A uma distância de pelo menos dois metros da piscina é escavado um buraco para a chamada casa das máquinas, que depois de receber acabamento com tijolos e reboco, acomodará a bomba hidráulica e o filtro. Após a instalação dos dispositivos de filtragem e de iluminação nas laterais da piscina, é fixado um perfil de PVC em torno da borda, onde é encaixado o revestimento de vinil.
O ar entre a parede e o revestimento é extraído com um aspirador industrial, de modo a garantir a perfeita aderência do revestimento às paredes, o que se completa com a pressão exercida pela própria água, à medida em que a piscina for enchendo.
A evolução tecnológica do ramo desenvolveu estampas em vinil com o aspecto e a beleza do mármore, do azulejo, da pastilha. É possível também colocar um bar, uma cascata ou queda dágua, fazer uma prainha para maior segurança das crianças, ou dar uma incrementada no ambiente com iluminação de fibra ótica na borda da piscina e outros requintes antes impensáveis.

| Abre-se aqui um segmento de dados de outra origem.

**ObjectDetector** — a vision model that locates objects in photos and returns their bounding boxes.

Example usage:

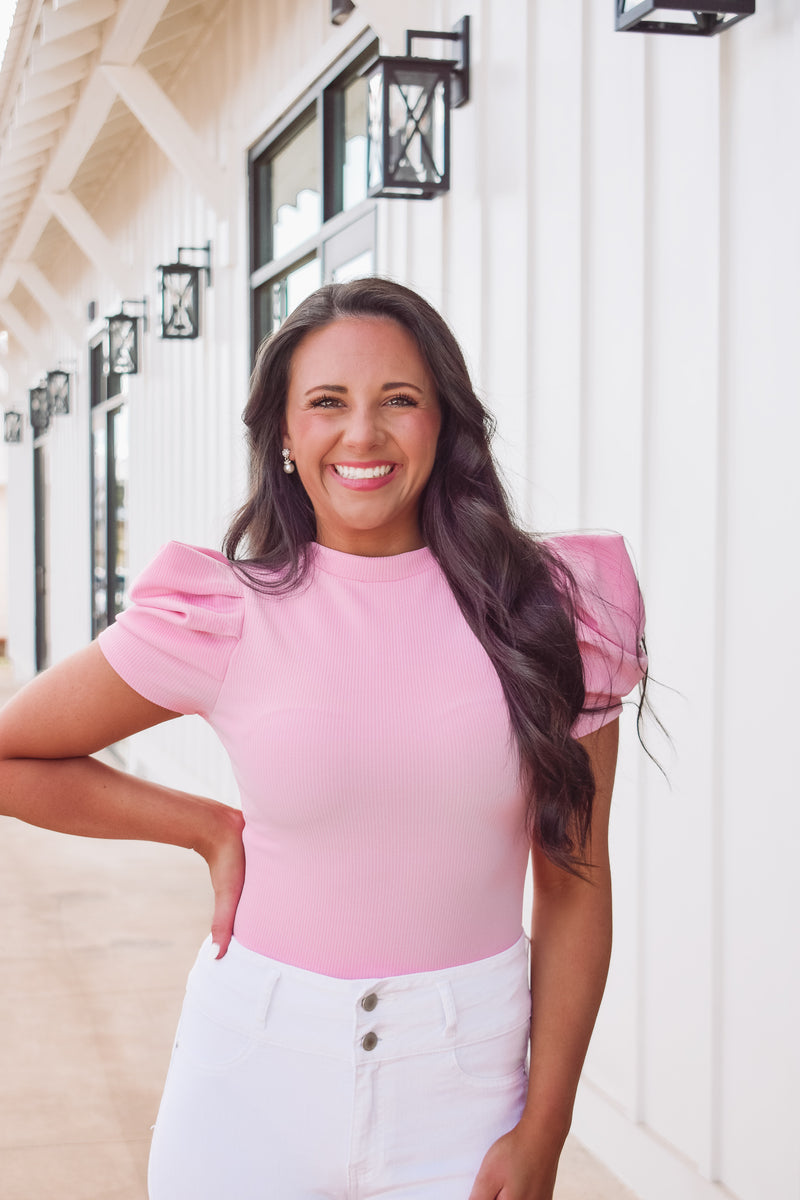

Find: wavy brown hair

[223,277,642,872]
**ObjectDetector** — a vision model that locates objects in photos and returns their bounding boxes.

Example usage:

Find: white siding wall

[3,0,800,1200]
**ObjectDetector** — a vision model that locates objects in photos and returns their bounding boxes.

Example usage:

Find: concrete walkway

[0,670,636,1200]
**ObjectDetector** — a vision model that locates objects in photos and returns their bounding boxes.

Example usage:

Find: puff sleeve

[548,534,646,738]
[97,541,245,716]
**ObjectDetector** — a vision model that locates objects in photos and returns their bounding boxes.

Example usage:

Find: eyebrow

[306,380,422,396]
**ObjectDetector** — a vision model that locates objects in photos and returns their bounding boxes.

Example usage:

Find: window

[89,340,130,637]
[249,34,378,355]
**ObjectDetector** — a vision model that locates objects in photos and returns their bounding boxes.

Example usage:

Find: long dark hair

[223,277,633,872]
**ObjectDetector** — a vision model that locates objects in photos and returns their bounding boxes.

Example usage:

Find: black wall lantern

[331,0,355,25]
[158,241,211,340]
[28,383,50,437]
[614,0,756,37]
[2,408,23,444]
[365,17,469,200]
[47,367,70,416]
[106,296,148,374]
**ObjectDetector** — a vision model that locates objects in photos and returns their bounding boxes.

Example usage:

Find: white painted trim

[30,27,101,72]
[100,66,229,221]
[18,262,83,343]
[572,1081,736,1200]
[42,0,116,46]
[102,0,172,66]
[243,10,371,152]
[42,70,116,192]
[0,300,40,359]
[43,192,137,296]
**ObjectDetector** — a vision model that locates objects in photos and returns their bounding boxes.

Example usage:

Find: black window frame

[247,30,379,361]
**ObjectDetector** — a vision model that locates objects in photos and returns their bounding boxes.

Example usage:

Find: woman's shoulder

[542,530,643,640]
[134,541,241,592]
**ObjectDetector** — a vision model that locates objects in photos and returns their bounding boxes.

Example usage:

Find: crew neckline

[311,541,437,583]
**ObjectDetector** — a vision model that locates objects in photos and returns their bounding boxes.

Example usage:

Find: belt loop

[437,979,458,1037]
[257,970,281,1026]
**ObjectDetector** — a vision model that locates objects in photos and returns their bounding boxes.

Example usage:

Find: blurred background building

[0,0,800,1200]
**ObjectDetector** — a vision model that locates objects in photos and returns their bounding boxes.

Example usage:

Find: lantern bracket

[405,17,469,108]
[106,296,148,334]
[170,241,211,287]
[614,0,756,37]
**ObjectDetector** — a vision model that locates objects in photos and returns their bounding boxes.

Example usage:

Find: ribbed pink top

[100,535,642,978]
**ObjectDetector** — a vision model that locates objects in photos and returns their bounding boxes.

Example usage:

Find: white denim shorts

[149,936,530,1200]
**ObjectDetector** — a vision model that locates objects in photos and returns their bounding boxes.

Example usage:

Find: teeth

[333,463,393,479]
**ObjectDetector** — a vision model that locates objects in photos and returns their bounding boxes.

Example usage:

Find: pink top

[100,535,643,978]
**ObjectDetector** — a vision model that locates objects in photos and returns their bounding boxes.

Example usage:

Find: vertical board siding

[8,0,800,1200]
[721,2,800,1200]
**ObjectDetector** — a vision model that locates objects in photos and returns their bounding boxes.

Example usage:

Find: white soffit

[0,0,225,353]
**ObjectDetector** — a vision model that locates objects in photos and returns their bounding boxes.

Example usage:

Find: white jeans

[149,936,530,1200]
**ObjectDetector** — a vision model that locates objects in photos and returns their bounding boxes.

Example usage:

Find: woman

[0,280,644,1200]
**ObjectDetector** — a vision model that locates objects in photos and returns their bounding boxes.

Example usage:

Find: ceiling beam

[30,28,101,71]
[42,192,137,296]
[42,0,116,46]
[17,84,78,130]
[0,0,175,296]
[42,71,116,192]
[101,0,168,66]
[22,59,86,103]
[0,300,41,359]
[100,66,229,221]
[18,262,84,344]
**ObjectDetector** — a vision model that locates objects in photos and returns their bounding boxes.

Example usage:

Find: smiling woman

[283,317,441,556]
[0,278,645,1200]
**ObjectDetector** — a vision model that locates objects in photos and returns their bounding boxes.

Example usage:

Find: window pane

[271,258,323,331]
[91,422,108,637]
[109,406,130,617]
[342,78,367,210]
[270,118,323,258]
[333,250,375,283]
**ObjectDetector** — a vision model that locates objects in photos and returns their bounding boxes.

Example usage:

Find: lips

[327,462,399,492]
[333,462,395,479]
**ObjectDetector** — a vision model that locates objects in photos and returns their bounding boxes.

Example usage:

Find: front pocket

[453,1021,530,1086]
[174,1000,258,1072]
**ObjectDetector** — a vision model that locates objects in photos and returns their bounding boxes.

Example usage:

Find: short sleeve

[548,534,648,738]
[97,541,245,715]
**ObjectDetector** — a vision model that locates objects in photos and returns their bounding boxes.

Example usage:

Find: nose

[342,406,386,454]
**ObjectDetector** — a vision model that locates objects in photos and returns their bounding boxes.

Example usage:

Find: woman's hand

[197,808,245,959]
[469,1126,558,1200]
[0,643,245,956]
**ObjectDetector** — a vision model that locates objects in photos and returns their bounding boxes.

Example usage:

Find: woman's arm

[469,721,619,1200]
[0,643,245,955]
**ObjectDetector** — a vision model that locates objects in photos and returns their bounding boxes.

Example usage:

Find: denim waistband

[187,935,530,1061]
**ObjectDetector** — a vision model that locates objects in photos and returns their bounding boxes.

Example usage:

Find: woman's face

[283,317,441,554]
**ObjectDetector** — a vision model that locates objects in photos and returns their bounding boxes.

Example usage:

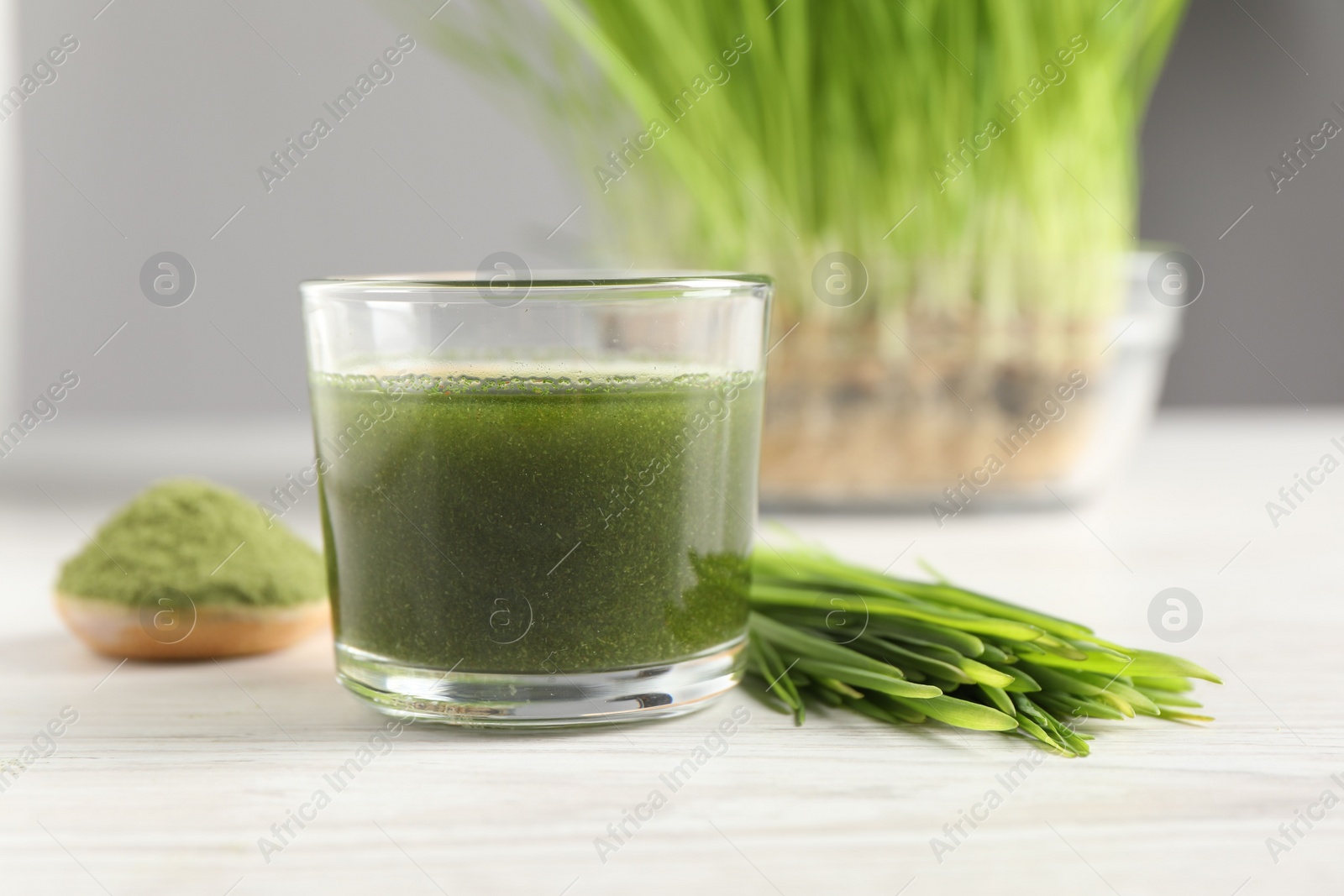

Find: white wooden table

[0,410,1344,896]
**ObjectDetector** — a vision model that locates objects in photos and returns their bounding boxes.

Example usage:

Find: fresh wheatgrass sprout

[748,545,1221,757]
[378,0,1185,320]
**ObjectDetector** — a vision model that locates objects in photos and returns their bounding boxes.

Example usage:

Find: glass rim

[298,270,774,301]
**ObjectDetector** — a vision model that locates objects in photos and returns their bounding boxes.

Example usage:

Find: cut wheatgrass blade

[1142,688,1205,710]
[748,631,805,726]
[748,548,1218,757]
[890,694,1017,731]
[844,694,900,724]
[750,612,900,677]
[817,676,863,703]
[856,636,973,684]
[979,684,1021,721]
[808,681,844,706]
[986,663,1040,693]
[798,659,942,699]
[1131,674,1194,692]
[1031,650,1223,684]
[751,585,1046,641]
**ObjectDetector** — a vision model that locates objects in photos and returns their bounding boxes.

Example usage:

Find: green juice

[312,372,762,676]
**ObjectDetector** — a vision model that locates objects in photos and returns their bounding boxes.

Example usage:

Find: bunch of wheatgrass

[392,0,1185,318]
[748,547,1221,757]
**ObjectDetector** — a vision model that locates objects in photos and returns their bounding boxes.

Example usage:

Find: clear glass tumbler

[301,274,771,726]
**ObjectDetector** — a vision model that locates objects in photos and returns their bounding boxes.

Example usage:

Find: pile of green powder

[56,479,327,607]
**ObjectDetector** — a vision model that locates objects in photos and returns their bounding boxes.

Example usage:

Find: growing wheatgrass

[387,0,1184,320]
[748,545,1219,757]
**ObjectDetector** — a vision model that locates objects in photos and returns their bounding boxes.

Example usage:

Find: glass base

[336,639,746,728]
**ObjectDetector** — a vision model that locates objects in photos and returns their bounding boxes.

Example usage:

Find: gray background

[13,0,1344,422]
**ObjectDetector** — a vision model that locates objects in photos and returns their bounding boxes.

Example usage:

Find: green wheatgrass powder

[56,479,327,607]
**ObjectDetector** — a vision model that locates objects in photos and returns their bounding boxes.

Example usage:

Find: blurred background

[0,0,1344,505]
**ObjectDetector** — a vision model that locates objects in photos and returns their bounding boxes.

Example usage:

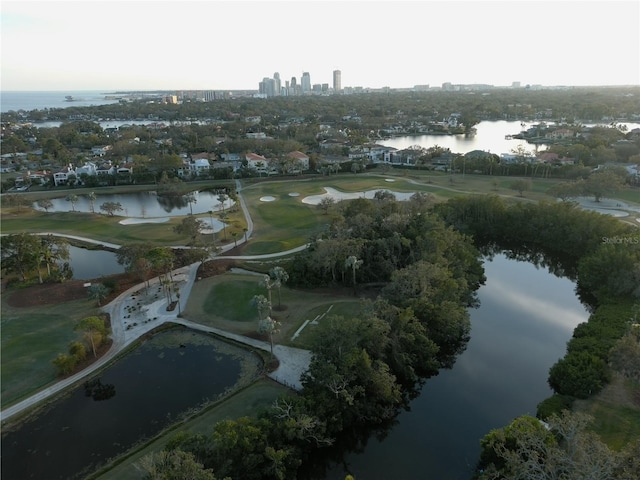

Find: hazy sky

[0,0,640,91]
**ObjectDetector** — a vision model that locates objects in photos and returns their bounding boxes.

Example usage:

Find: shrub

[536,393,575,420]
[549,352,610,398]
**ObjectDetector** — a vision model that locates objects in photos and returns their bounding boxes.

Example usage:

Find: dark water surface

[324,255,588,480]
[2,328,259,480]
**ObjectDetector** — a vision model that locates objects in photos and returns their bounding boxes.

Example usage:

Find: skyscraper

[300,72,311,95]
[273,72,282,95]
[333,70,342,93]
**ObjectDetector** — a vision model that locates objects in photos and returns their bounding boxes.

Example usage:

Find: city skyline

[0,0,640,91]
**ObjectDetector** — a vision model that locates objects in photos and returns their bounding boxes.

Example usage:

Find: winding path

[0,181,311,422]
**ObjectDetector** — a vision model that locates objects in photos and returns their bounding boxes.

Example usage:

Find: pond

[307,255,588,480]
[69,245,124,280]
[2,327,261,479]
[32,191,234,219]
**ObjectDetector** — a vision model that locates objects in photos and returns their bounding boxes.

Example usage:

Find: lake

[69,245,124,280]
[32,190,234,218]
[2,327,261,480]
[376,120,547,155]
[309,255,588,480]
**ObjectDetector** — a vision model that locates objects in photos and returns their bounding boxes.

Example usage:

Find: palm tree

[344,255,363,295]
[87,192,96,213]
[258,317,280,357]
[209,210,216,247]
[269,267,289,307]
[88,283,109,306]
[67,193,78,212]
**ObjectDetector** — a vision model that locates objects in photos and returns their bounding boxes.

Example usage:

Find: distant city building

[289,77,298,96]
[273,72,282,95]
[300,72,311,95]
[333,70,342,93]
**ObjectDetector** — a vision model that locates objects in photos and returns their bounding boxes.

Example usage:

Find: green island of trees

[2,85,640,480]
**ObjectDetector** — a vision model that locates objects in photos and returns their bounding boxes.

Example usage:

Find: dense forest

[138,193,640,479]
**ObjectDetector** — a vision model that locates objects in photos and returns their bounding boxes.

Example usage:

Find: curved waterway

[315,255,588,480]
[2,327,261,480]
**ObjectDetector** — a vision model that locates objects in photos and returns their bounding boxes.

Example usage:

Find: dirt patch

[196,260,237,280]
[6,273,140,308]
[5,260,236,308]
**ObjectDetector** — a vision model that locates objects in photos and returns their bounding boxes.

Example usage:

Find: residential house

[91,145,111,157]
[547,128,575,140]
[53,164,78,187]
[245,152,276,174]
[287,150,309,173]
[76,162,98,178]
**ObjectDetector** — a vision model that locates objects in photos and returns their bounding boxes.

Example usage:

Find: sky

[0,0,640,91]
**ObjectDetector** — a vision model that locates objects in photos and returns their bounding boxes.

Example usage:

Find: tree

[548,351,609,398]
[135,449,216,480]
[87,192,97,213]
[344,255,363,295]
[87,283,109,306]
[74,317,109,357]
[0,233,41,282]
[609,332,640,382]
[100,202,124,217]
[66,193,78,212]
[53,353,77,375]
[185,192,198,215]
[251,295,271,322]
[479,410,620,480]
[259,275,278,305]
[37,198,53,213]
[218,193,229,213]
[511,179,531,197]
[583,169,624,202]
[258,316,280,356]
[269,267,289,307]
[41,234,69,276]
[318,195,336,215]
[173,215,206,245]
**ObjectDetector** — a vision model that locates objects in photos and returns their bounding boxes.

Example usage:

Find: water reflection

[2,328,261,479]
[32,191,233,218]
[314,254,588,480]
[69,245,124,280]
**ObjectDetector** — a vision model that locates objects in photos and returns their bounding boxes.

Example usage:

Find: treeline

[143,194,484,479]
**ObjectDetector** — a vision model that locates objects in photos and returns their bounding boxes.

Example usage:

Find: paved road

[0,182,311,422]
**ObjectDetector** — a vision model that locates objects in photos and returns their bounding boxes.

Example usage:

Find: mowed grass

[89,379,291,480]
[575,375,640,451]
[0,295,97,408]
[182,273,360,347]
[2,209,198,245]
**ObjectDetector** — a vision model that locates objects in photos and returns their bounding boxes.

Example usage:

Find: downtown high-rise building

[300,72,311,95]
[273,72,282,95]
[333,70,342,93]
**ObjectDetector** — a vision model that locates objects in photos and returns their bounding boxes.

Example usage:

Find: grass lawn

[575,375,640,450]
[90,379,291,480]
[182,273,360,346]
[0,295,97,408]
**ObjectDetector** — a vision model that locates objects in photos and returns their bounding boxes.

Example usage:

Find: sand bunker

[302,187,415,205]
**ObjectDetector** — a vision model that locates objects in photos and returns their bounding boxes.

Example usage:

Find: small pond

[69,245,124,280]
[33,190,234,218]
[2,327,261,480]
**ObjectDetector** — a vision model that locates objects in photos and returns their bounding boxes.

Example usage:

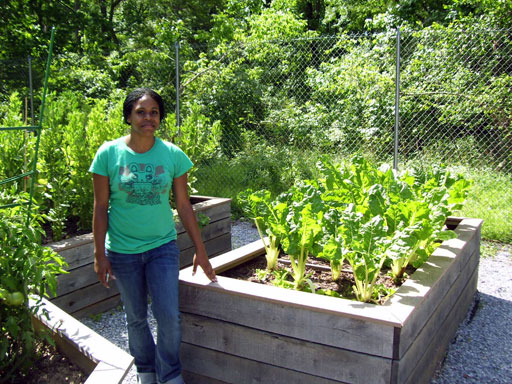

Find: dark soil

[42,217,91,244]
[220,255,415,304]
[9,343,88,384]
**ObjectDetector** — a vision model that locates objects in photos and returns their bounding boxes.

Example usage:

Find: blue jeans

[107,241,183,384]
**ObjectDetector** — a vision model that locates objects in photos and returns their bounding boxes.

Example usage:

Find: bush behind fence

[0,27,512,240]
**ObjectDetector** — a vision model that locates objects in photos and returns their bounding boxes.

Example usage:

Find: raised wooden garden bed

[29,299,133,384]
[49,196,231,318]
[180,218,482,384]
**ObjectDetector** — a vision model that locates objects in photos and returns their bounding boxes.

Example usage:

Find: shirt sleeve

[89,143,108,176]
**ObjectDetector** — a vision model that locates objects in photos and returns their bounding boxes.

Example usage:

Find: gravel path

[82,222,512,384]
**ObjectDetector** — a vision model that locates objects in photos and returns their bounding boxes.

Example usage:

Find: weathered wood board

[49,196,231,317]
[180,218,482,384]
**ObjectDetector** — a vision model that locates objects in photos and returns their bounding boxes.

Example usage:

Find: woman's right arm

[92,173,114,288]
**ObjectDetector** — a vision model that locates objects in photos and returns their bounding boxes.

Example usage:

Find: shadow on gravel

[431,292,512,384]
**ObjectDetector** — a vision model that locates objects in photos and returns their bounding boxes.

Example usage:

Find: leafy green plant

[237,189,286,271]
[240,156,471,302]
[164,104,221,193]
[0,209,66,382]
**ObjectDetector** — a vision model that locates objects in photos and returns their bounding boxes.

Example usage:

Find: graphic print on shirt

[119,163,168,205]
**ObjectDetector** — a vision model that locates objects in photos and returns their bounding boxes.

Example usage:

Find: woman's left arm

[173,173,217,282]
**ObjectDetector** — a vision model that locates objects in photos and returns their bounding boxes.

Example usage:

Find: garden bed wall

[180,218,482,384]
[49,196,231,318]
[32,299,133,384]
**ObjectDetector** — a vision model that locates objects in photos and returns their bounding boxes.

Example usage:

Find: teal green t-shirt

[89,138,192,254]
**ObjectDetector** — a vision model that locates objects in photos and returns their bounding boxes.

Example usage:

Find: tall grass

[196,146,512,243]
[459,168,512,243]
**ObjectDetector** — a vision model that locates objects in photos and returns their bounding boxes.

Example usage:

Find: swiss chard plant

[237,189,287,272]
[281,184,323,292]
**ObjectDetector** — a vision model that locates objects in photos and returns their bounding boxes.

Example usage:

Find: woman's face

[126,95,160,136]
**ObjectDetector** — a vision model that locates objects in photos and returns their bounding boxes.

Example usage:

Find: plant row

[238,156,471,302]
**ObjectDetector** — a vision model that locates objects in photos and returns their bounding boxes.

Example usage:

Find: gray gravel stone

[82,221,512,384]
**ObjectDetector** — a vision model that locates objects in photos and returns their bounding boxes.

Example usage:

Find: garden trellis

[0,28,55,225]
[0,26,512,239]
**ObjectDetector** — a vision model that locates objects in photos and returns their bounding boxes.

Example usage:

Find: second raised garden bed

[180,218,482,384]
[49,196,231,318]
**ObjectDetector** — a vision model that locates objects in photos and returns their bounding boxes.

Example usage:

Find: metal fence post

[393,27,400,170]
[174,41,181,127]
[28,55,34,125]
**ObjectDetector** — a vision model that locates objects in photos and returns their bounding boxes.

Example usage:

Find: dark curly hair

[123,88,165,125]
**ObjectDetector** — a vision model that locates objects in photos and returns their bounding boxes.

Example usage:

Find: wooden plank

[180,240,401,327]
[176,217,231,251]
[32,318,98,375]
[182,314,392,384]
[176,198,231,234]
[397,244,478,383]
[390,218,479,358]
[29,299,133,384]
[57,262,98,296]
[181,343,341,384]
[70,294,122,319]
[180,232,231,268]
[180,273,394,358]
[51,280,119,313]
[181,371,228,384]
[400,270,478,384]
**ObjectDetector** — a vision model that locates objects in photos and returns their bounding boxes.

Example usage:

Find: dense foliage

[0,0,512,238]
[0,210,65,383]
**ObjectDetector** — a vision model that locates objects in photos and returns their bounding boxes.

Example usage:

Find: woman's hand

[173,173,217,282]
[192,248,217,283]
[94,254,116,288]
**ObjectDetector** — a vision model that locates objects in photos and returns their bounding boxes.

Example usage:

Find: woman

[89,88,216,384]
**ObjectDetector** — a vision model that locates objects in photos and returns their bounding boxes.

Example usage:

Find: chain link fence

[0,27,512,237]
[175,29,512,231]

Nestes casos, Roberto Specian, que trabalha com piscinas há 25 anos afirma que com o vinil não se consegue o mesmo resultado que nas piscinas de concreto, mas é possível fazer estes acessórios - bar, cascatas, etc. Com o vinil também se consegue formatos diversificados
Na parte de manutenção alguns fabricantes afirmam que é mais simples que a de concreto, por ser um material liso, sem os rejuntes de azulejos e pastilhas. Roberto Specian, por sua vez, afirma que a manutenção da piscina de concreto é mais simples, pois o azulejo é liso, enquanto o vinil é poroso, permitindo a aderência de microorganismos. Quanto ao rejunte, se for bem feito não há problemas, afirma.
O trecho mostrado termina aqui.